Тот, кто стоял впереди, оскалился – мерзкая сволочь с рябой крысиной мордой. - Что ты для нас приготовил?

- Хотел бы я иметь что-нибудь путное, чтоб вам отнять. Но у меня ничего нет. Можете спокойно идти своей дорогой.

Крысиная Морда мрачно поглядел на лысого приятеля, сердитый от того, что им может ничего не достаться. - Значит, сапоги.

- В такую погоду? Я же замерзну.

- Замерзай. Мне ль не похер. Давай сапоги, пока мы тебе не навешали ради поднятия настроения.

- Ебал я ваш Талинс, - прошевелил губами Трясучка, угли жалости к себе внезапно вспыхнули в нём кровавым пламенем. Его грызло, что приходится так унижаться. Мудакам не нужны его сапоги, они просто хотят почувствовать себя крутыми. Но один против четырех, и без оружия в руках - дурацкая драка. Только дурак решит погибнуть из-за какого-то куска старой кожи, как бы ни было холодно.

Он низко склонился и, бормоча, взялся за сапоги. Затем его колено влетело Красному Носу прямо по яйцам, и тот с выдохом согнулся пополам. Трясучка удивился не меньше ихнего. Должно быть, хождение босиком лежало за пределами его гордости. Он врезал Крысиной Морде по подбородку, схватил за куртку и пихнул в одного из его товарищей. И те свалились вместе, визжа как коты под ливнем.

Трясучка уклонился от опускающейся дубинки лысого подонка - та лишь скользнула по его плечу. Противника занесло силой взмаха. Он открыл рот, теряя равновесие. Трясучка вмочил ему прямо в середину отвисшего подбородка, задирая голову наверх, затем сапогом подсёк ноги, опрокидывая на спину, и сам прыгнул следом. Кулак Трясучки с хрустом вошёл в лицо лысого - два, три, четыре раза - и навёл там порядок, забрызгав кровью рукав грязной трясучкиной куртки.

Он отступил назад, оставив Лысого плеваться зубами в канаве. Красный Нос всё завывал, свернувшись, зажав руки между ляжек. Но у двух других оказались ножи - сверкнул острый металл. Трясучка сжался - кулаки стиснуты, дышать тяжело, глаза перебегают с одного на другого. Его гнев быстро увядал. Надо было просто отдать сапоги. Наверно они снимут их как трофеи с его холодных мёртвых ног уже через короткий и болезненный промежуток времени. Проклятая гордость - от такого барахла один вред.

Крысиная Морда утёр кровь из-под носа. - О, вот теперь ты покойник, хуй ты северный! Ты хорош как... - Внезапно под ним поехала нога и он, завизжав, рухнул и выронил нож.

Кто-то выскользнул из тени позади него.
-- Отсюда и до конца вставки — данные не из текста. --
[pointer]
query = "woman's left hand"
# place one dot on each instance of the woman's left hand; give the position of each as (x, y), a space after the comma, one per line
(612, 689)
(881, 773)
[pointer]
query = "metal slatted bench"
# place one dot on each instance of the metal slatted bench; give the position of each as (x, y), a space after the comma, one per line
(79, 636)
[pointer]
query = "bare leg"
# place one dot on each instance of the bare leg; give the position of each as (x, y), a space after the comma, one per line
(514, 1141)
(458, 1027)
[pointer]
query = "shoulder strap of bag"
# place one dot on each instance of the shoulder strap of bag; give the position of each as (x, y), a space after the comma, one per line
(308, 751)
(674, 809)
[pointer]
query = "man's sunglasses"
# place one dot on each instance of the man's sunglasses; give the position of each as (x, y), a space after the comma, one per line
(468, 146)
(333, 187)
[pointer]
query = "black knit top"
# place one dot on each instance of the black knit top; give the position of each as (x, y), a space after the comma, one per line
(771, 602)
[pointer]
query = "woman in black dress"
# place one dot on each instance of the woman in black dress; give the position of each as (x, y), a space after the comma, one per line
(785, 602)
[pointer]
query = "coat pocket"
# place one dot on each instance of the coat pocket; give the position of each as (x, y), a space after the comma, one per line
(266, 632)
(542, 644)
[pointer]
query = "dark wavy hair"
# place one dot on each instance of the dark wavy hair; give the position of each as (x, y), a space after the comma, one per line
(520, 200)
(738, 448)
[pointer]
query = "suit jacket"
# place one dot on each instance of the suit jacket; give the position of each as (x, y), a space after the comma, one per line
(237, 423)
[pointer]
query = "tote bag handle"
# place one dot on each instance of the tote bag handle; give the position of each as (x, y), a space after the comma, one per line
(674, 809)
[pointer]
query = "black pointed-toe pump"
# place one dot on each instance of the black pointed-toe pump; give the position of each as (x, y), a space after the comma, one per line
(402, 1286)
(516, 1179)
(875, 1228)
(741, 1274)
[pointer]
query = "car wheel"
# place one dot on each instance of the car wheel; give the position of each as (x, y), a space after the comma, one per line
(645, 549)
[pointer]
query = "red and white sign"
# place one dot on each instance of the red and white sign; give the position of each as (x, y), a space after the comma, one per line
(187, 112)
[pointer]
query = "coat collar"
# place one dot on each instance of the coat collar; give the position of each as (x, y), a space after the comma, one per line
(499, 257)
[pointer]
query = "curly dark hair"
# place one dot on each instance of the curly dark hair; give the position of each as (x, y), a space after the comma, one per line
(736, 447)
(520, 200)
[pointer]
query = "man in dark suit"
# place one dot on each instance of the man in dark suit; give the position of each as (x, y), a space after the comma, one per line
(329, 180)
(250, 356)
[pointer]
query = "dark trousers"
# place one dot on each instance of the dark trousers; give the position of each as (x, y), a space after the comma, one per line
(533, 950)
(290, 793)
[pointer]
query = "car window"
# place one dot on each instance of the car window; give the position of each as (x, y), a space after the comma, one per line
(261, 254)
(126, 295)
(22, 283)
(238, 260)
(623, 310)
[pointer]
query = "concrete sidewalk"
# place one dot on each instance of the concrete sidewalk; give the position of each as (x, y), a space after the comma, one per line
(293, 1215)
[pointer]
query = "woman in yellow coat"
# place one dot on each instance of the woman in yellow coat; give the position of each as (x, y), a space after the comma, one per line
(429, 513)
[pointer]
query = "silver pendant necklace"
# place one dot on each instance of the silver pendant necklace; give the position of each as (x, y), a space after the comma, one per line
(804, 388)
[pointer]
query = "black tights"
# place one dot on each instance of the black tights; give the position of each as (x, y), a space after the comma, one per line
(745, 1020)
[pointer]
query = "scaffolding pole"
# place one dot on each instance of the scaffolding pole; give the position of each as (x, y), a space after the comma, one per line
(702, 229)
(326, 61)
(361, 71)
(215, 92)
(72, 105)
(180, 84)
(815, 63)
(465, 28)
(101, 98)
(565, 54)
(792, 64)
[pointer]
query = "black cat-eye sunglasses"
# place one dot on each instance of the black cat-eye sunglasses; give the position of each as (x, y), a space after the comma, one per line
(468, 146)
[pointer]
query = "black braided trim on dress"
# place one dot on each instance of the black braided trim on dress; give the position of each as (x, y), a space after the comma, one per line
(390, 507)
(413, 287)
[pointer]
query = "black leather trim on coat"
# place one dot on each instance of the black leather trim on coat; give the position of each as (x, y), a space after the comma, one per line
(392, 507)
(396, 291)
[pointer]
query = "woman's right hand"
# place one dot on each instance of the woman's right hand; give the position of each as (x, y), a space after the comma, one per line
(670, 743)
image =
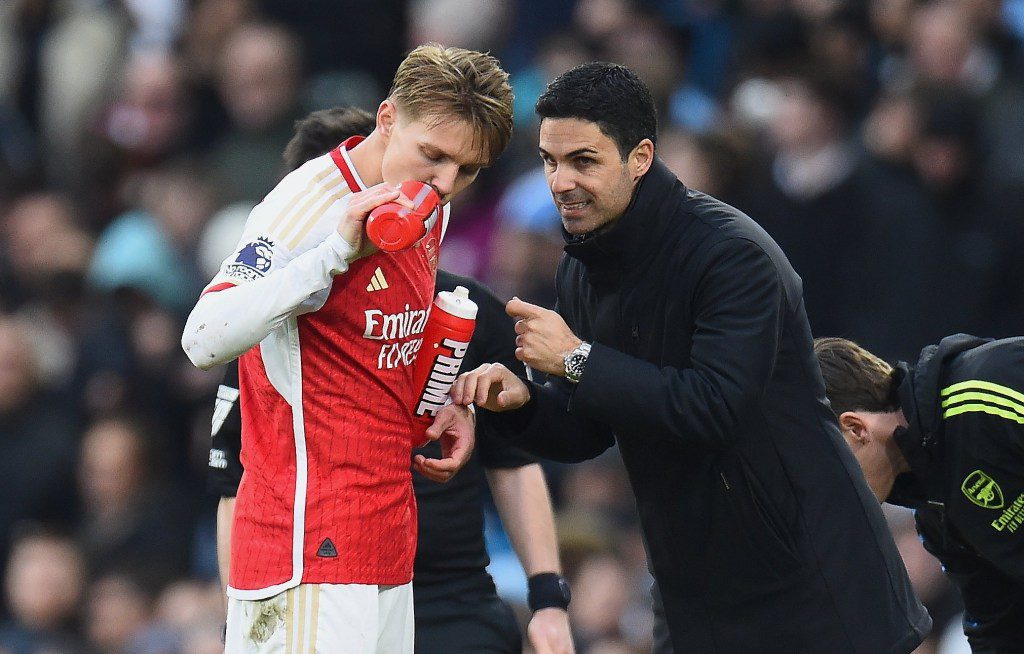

Высокий и закрытый капюшоном, меч свободно свисал из бледной левой руки, тонкое лезвие отражало весь свет, что нашелся в этом проулке, и горело убийством. Последний из похитителей сапог продолжал стоять, тот, с хреновыми зубами. Смотрел на стальную полосу большими, как у коровы, глазами - его нож вдруг оказался жалким ссаньём.

- Может, хочешь за чем-нибудь сбегать? - Застигнутый врасплох Трясучка остолбенел. Женский голос. Гнилым Зубам не было нужды повторять дважды. Он повернулся и чесанул вниз по аллее.

- Моя нога! - Кричал Крысиная Морда, вцепившись за обратную сторону колена окровавленной рукой. - Блядь, моя нога!

- Хорош скулить или я и другую подрежу.

Лысый лежал, ничего не говоря. Красный Нос наконец-то одолел свой долгий подъём на колени.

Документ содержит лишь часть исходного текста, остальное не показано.